Web scraping with Python

Web scraping is very powerful methodology to extract and track “things of interest” from websites.

Let us see how it works with an example. Here I am performing search for items on an online retailer and fetch price of searched items.

To do this I wrote a module having one class having two abstract functions. “Shopping.Flipkart” module has “flipkart” class and “flipkart” class has “finditem” and “getDetails” functions. Here is the file structure.


.
├── flptest.py
└── Shopping
    ├── FlipKart.py

Lets look into module code first.


cat Shopping/FlipKart.py
#!/usr/bin/python3
import requests
import bs4 as bs
import sys
import json

class flipkart:
   "Flipkart class"
   Agent = "Mozilla/5.0 (Windows NT 10.0; Win64; x64)"

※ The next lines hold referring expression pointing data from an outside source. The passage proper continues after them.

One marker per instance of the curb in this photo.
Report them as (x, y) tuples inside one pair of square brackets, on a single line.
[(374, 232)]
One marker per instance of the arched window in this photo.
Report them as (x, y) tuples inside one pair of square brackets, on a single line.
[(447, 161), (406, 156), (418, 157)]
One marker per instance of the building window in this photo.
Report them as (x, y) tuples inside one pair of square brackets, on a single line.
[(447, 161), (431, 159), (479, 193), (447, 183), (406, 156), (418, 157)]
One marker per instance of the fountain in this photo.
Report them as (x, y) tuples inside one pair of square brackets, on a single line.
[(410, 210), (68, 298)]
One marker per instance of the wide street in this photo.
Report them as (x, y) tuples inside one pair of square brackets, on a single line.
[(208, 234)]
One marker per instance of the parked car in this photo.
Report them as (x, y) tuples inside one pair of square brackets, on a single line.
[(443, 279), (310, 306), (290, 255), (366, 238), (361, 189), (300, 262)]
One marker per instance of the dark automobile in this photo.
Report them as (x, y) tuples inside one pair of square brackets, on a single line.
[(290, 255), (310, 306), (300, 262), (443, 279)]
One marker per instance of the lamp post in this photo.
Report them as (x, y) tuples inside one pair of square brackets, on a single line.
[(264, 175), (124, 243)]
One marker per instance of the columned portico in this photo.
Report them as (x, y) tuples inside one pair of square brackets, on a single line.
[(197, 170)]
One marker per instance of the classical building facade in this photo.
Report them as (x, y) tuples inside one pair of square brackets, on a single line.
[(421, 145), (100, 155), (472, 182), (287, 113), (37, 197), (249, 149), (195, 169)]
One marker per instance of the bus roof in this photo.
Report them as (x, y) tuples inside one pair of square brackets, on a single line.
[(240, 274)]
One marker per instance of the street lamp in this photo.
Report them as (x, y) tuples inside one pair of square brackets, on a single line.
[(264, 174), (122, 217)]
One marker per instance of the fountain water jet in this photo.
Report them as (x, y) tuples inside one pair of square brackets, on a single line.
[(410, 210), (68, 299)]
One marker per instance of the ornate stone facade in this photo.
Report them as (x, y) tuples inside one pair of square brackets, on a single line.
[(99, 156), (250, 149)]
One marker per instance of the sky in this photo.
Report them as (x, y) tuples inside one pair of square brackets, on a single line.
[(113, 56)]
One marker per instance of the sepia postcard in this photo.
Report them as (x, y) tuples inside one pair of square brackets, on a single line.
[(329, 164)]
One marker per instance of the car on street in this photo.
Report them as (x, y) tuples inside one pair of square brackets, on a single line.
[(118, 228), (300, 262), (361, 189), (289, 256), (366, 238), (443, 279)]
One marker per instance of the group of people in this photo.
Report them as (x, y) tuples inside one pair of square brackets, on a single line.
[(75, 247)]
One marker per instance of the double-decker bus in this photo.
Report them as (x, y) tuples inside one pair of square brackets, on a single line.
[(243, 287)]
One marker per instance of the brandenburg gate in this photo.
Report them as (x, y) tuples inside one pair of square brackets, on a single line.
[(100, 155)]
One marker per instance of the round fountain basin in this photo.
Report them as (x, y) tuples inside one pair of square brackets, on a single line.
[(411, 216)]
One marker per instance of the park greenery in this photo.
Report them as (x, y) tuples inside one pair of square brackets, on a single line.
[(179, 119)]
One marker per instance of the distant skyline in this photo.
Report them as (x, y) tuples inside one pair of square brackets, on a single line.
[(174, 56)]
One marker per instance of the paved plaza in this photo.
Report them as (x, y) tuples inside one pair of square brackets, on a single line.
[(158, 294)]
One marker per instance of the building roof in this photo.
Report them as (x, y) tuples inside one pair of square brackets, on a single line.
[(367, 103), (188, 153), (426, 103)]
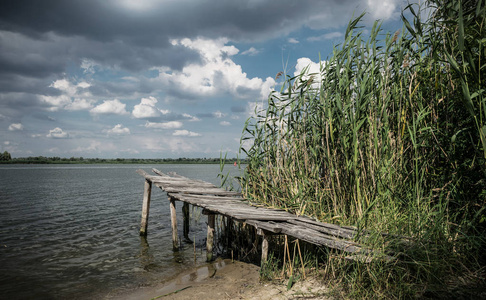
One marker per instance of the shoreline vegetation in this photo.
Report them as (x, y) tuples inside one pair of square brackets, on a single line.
[(5, 158), (389, 137)]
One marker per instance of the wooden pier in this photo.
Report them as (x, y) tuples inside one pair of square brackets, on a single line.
[(267, 221)]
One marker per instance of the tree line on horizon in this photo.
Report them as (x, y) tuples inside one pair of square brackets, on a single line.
[(6, 157)]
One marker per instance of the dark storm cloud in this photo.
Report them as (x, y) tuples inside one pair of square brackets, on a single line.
[(39, 39), (159, 20)]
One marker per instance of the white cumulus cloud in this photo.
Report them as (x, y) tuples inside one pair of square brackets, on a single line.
[(218, 114), (185, 133), (16, 127), (165, 125), (251, 52), (147, 109), (327, 36), (114, 107), (218, 74), (118, 130), (57, 133)]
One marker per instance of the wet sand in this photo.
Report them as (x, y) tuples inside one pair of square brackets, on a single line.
[(225, 279)]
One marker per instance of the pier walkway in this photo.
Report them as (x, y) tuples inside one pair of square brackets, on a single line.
[(267, 221)]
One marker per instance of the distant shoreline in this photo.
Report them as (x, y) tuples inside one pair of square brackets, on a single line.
[(80, 160)]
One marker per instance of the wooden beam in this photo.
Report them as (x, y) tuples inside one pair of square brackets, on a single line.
[(210, 237), (173, 221), (264, 249), (185, 215), (147, 191)]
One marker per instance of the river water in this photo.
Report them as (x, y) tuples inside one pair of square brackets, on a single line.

   def finditem(searchfor):
       searchbase = "https://www.flipkart.com/search?q="
       sort="&sort=popularity"
       searchobj = searchbase+searchfor+sort

       try:
          res = requests.get(searchobj, headers={"User-Agent": flipkart.Agent})
       except:
          return(-1)

       soup = bs.BeautifulSoup(res.text,'html.parser')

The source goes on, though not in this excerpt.